The other case was Community House Inc. vs. Boise. The City retaliated by taking over the homeless shelter CHI help construct and managed for ten years so it could turnover the operation to another shelter provider.The City passed a men-only ordinance and evicted all the women, children and families. In 2012 a jury awarded CHI $1 million in damages for retaliation and discrimination under the Fair Housing Act.

What’s the most valuable thing you do for your clients?

I really think it’s the intangible things. It’s the dignity they feel as individuals when they stand up for what is right.

What do you do to unwind?

I used to run but now just walk fast and lift weights because of back issues. I bike and walk with my wife and spend time with my kids and I am involved in the FC Nova soccer club.

What is something that your clients would never guess about you?

I’m just a softie inside. I’ve been called a lot of names: ruthless — I’m a tough adversary. They mistake preparation and skill as toughness. It’s not that. I just believe in my clients.

If you hadn’t become a lawyer, what would you have been?

I don’t think I would work for anybody.
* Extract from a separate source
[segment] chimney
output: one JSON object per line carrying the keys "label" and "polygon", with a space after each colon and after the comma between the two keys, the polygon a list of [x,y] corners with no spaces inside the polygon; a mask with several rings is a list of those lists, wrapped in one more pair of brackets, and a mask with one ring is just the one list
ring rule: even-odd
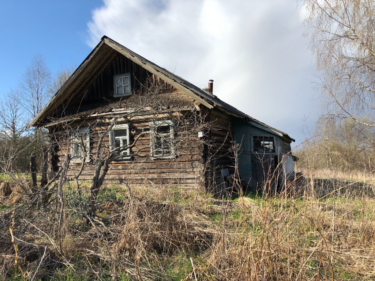
{"label": "chimney", "polygon": [[212,90],[213,88],[213,80],[211,79],[208,80],[208,91],[212,93]]}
Let’s put it that way. The practice of law is not only preparation, but it’s the ability to see certain things and then figure out how you get to where you want to be. That’s a skill that I have developed with experience. How do I get from Point A to Point Z. I have confidence in my own legal analysis and judgment. I would not bring a case if I did not think we were not going to succeed. Those skills are transferable to many different occupations.